You may remember waking up very early in the morning on February 12 with a sinking feeling. That’s because eight valuable Corvettes were sinking into the ground at the National Corvette Museum in Kentucky after an immense sinkhole opened up under the museum’s Skydome showroom.
Now, seven months later, the damage has been evaluated and three of the eight sinkhole Corvettes are set for restoration. Chevrolet will restore the 2009 ZR1 prototype, also called the Blue Devil, and the white 1992 1-millionth Corvette. The Museum will oversee the restoration of the 1962 Corvette.
“Our goal was to help the NationalCorvetteMuseum recover from a terrible natural disaster by restoring all eight cars,” said Mark Reuss, GM executive vice president, Global Product Development, in a statement. “However, as the cars were recovered, it became clear that restoration would be impractical because so little was left to repair. And, frankly, there is some historical value in leaving those cars to be viewed as they are.”

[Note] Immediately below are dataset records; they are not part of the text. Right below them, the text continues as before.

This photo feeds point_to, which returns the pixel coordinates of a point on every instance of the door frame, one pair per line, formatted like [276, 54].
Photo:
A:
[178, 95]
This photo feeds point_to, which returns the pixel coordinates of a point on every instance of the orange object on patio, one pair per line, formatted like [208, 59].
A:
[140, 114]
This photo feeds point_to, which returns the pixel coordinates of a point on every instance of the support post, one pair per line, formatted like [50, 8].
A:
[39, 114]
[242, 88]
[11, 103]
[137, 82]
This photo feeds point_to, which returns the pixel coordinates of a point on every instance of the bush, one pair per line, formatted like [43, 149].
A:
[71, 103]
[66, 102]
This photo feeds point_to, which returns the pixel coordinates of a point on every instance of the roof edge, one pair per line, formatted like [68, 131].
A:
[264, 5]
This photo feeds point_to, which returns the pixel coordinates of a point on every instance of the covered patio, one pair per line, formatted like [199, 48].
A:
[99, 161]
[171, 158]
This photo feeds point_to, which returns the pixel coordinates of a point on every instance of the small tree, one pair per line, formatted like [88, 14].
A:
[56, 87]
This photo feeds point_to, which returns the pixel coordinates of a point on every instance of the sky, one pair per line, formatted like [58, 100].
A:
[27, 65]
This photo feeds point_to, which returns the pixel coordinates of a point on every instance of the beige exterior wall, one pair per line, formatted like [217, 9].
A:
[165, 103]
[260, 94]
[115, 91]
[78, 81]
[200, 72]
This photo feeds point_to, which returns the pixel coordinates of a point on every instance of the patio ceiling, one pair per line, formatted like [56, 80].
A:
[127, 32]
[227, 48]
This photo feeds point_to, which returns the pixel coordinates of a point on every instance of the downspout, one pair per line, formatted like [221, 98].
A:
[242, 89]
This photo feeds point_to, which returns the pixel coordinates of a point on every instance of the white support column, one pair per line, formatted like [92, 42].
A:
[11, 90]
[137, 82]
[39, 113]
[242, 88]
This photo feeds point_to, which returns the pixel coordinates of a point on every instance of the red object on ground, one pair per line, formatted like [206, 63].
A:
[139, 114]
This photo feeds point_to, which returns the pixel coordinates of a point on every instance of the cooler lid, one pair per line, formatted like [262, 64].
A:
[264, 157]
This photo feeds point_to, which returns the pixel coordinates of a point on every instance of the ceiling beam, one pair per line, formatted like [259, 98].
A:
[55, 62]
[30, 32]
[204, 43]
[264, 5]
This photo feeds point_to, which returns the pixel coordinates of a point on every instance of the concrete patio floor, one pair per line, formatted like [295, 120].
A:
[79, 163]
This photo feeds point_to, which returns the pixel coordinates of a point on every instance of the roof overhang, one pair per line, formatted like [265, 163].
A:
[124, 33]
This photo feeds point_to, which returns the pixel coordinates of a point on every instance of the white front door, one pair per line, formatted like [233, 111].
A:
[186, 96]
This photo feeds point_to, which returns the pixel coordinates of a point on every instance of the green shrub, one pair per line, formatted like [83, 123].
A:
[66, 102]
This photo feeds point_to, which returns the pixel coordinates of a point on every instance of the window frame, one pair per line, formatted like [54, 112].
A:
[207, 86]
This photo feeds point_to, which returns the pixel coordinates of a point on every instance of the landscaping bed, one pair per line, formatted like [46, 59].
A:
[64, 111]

After being extracted from the gaping hole, the remaining five Corvettes were deemed beyond repair. However, they will become part of a new permanent display at the museum so future visitors can learn about the sinkhole and see a part of Corvette history.
As for the sinkhole itself, it will be filled in. The museum considered leaving at least part of it open, but learned that it would be cost prohibitive.
If you want to see the sinkhole for yourself, you’d better plan a trip to Kentucky, as the work to fill the hole will begin soon.